National Gulf War Resource Center
Responds to UTSWMED Contract Cancellation on Gulf War Illness Research
NGWRC in reviewing both sides of the Contracting Failure for the UTSWMED/VA Collaborative Center on Gulf War Illness views the situation as a potential loss most of all to the ill Gulf War Veterans.
Jim Bunker, President of the NGWRC, states that the VA has left the door open for Dr Hailey to complete his work on the diagnosing of gulf war veterans neurological damage. This is critical work that must be done in an expedited manner and reports must be submitted to the VA. Journal articles must be written and submitted to peer reviewed journals so that these scientific findings and recommendations to neurologists can have the true impact on diagnosing of ill gulf war veterans.
Dr Hailey’s research with cutting edge technology in the diagnosis of specific Neurological Damage in ill gulf war veterans needs to be completed so that the guidelines in Diagnostic standards can be presented to the VA System as a Best Neurological Guidelines in Practice for Gulf War Veterans Ill with Gulf War Illness.
Jim Bunker, President of NGWRC, states that "this is the urgent landmark work that would result in the appropriate diagnosis and care of ill Gulf War Veterans that we as gulf war veterans have needed for 19 years."
The NGWRC encourages both sides of the contract issue UTSWMED and VA "to not forget that the gulf war veterans need them both to get the first step of neurological brain damage diagnosis right and implemented in order for the care and treatment of gulf war veterans to move forward."

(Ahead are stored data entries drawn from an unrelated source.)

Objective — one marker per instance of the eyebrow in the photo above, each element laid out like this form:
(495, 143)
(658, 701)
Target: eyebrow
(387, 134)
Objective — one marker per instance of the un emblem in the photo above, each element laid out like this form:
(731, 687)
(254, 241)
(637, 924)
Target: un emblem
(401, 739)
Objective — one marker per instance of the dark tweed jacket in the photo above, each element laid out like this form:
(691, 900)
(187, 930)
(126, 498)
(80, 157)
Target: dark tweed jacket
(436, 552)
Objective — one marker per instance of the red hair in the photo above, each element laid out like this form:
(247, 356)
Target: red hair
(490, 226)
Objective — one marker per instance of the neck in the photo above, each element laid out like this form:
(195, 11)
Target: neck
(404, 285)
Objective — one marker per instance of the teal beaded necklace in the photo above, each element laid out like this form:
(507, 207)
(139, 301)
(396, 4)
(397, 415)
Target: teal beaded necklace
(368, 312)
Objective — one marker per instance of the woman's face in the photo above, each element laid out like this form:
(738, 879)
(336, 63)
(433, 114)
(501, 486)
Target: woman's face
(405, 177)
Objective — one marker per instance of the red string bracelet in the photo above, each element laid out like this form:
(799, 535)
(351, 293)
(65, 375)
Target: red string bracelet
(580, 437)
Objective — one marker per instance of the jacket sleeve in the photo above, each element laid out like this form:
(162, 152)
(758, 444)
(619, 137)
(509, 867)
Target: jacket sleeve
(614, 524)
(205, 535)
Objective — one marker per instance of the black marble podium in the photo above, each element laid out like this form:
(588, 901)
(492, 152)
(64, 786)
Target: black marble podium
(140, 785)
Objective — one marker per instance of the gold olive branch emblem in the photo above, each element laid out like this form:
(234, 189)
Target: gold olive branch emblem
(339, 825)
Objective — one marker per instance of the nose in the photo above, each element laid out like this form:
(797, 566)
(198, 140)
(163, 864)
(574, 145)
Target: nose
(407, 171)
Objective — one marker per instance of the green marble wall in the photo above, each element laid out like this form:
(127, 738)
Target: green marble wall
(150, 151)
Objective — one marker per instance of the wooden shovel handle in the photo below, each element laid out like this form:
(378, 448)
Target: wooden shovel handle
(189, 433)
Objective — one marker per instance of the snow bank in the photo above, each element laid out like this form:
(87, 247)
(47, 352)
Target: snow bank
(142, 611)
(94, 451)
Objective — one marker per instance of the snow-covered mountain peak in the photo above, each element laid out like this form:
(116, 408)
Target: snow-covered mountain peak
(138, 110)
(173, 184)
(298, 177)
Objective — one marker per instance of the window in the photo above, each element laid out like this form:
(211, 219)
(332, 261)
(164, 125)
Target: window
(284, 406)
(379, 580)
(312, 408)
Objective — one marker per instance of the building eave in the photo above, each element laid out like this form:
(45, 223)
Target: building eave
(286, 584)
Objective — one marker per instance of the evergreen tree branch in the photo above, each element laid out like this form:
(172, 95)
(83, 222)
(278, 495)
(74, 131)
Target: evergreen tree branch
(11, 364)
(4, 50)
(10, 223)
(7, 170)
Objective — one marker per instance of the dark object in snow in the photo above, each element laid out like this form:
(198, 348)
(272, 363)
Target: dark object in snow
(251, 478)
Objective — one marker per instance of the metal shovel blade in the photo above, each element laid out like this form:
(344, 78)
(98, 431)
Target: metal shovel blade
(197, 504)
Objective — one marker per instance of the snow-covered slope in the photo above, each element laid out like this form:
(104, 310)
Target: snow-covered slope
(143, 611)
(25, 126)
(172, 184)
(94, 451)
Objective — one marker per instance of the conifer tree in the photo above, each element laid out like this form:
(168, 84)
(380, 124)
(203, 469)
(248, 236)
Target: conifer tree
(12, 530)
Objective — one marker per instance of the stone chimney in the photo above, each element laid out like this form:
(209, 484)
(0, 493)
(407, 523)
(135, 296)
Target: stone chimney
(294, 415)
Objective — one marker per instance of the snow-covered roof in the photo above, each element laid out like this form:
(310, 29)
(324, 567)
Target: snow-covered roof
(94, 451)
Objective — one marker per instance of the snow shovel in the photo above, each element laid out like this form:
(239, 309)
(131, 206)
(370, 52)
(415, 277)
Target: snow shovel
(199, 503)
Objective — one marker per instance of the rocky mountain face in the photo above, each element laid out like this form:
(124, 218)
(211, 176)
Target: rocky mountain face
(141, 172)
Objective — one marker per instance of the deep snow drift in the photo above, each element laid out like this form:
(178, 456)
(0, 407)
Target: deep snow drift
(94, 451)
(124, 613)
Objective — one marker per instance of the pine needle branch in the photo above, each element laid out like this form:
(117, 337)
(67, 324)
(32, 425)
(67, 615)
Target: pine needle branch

The NGWRC recommends to the VA that the money for research be redirected quickly to addressing treatment research for the neurotoxin damage that the gulf war veterans have experienced as a priority and not to Chronic Fatigue and Fibromyalgia. "Without treating the neurotoxin damage the veterans will continue to have marked deterioration in mental function that is having the most significant impact on their continuing ability to function in life."
"For the Gulf War Veterans after 19 years of waiting, the cause of the damage is less important than the improvement in diagnosis and treatment to help improve the quality of our lives."
"When this work is completed and the VA is able to facilitate rapid implementation of the new diagnostic methods then truly we will have made significant improvements in our goals to get the best diagnosing of the specifics of brain injury that was sustained by exposures to hazardous neurotoxin agents in the Gulf War in 1990-91."
Denise Nichols, the VP of the NGWRC and Gulf War Veteran nurse, states that "with the resulting improvements in neurological testing the attitude and knowledge of VA physicians struggling to care for ill gulf war veterans would take a dynamic leap to improving care for the ill gulf war veterans. This would serve as the biomarker for neurological damage. Thus a critical step would have been reached."
Both agree that would help the development of effective appropriate treatments "That would be the biggest motivation factor to igniting medical researchers in the search for new treatment models."
You in effect would have proven that physiologic neurologic damage did occur as the gulf war veterans have been battling to prove for 19 years. The symptoms have been there for 19 years but the cutting edge diagnostic tools that were needed were not available.
Veterans want only studies into improving their health, we feel there has been to many on CFS, FM and ALS and the money needs to go in other places. President Bunker asks, “Why spend money on something that a veteran gets service connected for by just being in the war. We need treatment so we can live a better life.”
James A. Bunker
National Gulf War Resource Center, Inc.